Mon père entretenait une relation privilégiée avec Thomas, tandis que j’étais plutôt le chouchou de ma mère, qui m’aimait d’un amour un peu étouffant. Mon complice était mon grand-père paternel, Ignace Wells, lieutenant de police. Avec lui j’avais de longues conversations au bord du lac du bois de Boulogne, tout en lançant des croûtons de pain aux cygnes.

Vous n’êtes pas la seule à avoir un conte pour enfants de prédilection. Vous, c’est “La Chèvre de M. Seguin” de Daudet, et moi c’est “Le Vilain Petit Canard” d’Andersen. Au cas où vous l’auriez oublié, je vous en rappelle l’histoire : le petit canard, exclu et agressé par les autres canetons, s’avère en grandissant ne pas être un canard, un œuf de cygne ayant été placé par erreur au milieu d’œufs de canard. À partir du moment où il assume cette différence qui le faisait tant souffrir, il devient heureux. Comme le disait mon grand-père : “Tout handicap peut devenir un atout. Toute erreur, dès lors qu’elle est assumée, peut passer pour un choix artistique.”

Le cygne est ainsi devenu notre “signe” de connivence.
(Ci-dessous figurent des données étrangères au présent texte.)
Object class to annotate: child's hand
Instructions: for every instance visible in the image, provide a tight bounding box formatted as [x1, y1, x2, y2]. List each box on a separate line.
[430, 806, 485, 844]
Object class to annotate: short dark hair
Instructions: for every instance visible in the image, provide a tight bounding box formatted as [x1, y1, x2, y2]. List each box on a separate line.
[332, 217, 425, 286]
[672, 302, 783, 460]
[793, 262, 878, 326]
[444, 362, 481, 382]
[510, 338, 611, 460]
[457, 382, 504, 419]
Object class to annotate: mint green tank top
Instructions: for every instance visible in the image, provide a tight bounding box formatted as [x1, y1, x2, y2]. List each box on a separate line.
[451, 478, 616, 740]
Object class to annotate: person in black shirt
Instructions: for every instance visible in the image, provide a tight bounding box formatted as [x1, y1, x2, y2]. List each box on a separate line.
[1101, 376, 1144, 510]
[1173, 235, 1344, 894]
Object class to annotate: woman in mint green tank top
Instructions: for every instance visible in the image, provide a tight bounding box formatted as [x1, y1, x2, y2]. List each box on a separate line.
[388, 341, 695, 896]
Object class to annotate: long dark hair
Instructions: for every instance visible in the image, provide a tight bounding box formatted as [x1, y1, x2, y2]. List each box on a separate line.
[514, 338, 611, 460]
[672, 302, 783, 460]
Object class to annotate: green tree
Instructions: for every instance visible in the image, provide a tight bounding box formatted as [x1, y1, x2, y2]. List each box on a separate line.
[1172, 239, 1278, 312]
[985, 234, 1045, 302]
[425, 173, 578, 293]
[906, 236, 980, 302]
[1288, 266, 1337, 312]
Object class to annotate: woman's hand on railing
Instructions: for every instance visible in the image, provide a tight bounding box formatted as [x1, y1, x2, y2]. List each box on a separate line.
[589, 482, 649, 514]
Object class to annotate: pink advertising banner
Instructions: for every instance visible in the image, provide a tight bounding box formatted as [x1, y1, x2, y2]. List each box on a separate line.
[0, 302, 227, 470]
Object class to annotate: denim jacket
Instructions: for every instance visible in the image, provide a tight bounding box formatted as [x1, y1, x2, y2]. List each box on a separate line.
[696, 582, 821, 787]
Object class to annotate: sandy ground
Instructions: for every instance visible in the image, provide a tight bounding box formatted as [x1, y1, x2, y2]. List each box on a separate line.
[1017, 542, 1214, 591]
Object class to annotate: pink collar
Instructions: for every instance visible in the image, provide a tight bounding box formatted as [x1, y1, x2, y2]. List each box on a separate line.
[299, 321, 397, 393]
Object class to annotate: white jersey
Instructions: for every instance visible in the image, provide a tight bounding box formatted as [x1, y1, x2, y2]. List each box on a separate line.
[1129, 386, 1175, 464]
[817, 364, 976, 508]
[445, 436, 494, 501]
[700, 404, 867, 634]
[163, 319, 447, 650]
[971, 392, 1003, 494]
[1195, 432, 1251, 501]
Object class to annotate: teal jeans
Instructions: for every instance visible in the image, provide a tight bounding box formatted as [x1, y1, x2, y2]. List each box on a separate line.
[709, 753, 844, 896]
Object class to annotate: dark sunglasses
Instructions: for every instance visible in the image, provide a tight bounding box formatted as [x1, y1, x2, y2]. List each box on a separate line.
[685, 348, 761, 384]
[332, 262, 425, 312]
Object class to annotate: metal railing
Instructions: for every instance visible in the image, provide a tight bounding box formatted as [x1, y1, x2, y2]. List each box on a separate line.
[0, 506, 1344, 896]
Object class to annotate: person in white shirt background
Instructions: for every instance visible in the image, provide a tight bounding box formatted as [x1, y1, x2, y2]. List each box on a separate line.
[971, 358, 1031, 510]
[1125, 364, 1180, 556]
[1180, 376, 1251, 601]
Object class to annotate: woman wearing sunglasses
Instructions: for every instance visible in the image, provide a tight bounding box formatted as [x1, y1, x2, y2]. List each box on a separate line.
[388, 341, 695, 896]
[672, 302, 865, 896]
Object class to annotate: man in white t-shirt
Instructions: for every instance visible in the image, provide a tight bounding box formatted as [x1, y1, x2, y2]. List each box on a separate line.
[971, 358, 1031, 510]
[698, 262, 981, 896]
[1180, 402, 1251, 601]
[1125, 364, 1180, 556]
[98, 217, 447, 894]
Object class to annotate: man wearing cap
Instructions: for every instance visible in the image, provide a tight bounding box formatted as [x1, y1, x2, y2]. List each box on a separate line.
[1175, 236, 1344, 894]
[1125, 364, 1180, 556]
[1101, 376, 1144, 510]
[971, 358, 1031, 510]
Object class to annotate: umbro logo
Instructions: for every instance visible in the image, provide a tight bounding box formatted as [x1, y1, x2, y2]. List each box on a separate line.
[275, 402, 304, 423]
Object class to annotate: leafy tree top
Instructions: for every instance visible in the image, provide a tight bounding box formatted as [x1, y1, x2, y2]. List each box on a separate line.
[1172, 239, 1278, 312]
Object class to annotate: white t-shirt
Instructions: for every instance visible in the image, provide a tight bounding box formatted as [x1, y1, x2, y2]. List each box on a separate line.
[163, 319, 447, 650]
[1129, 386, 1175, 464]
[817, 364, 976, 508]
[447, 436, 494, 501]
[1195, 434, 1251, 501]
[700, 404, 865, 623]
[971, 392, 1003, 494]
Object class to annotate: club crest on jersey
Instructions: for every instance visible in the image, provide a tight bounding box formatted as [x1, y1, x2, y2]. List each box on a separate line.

Et le lac notre lieu de communication.

En dehors des instants merveilleux passés avec mon grand-père, la vie au milieu des autres “canards” n’était pas facile. Contrairement à mon frère, je n’étais pas bon élève, ni sportif. Il était au premier rang, j’étais au fond, près du radiateur. Mes bulletins me décrivaient ainsi : “Élève rêveur, devrait revenir sur terre.” Nous étions devenus un cas d’école pour nos professeurs : des jumeaux identiques en tout point, mais dont l’un était premier de la classe, l’autre dernier.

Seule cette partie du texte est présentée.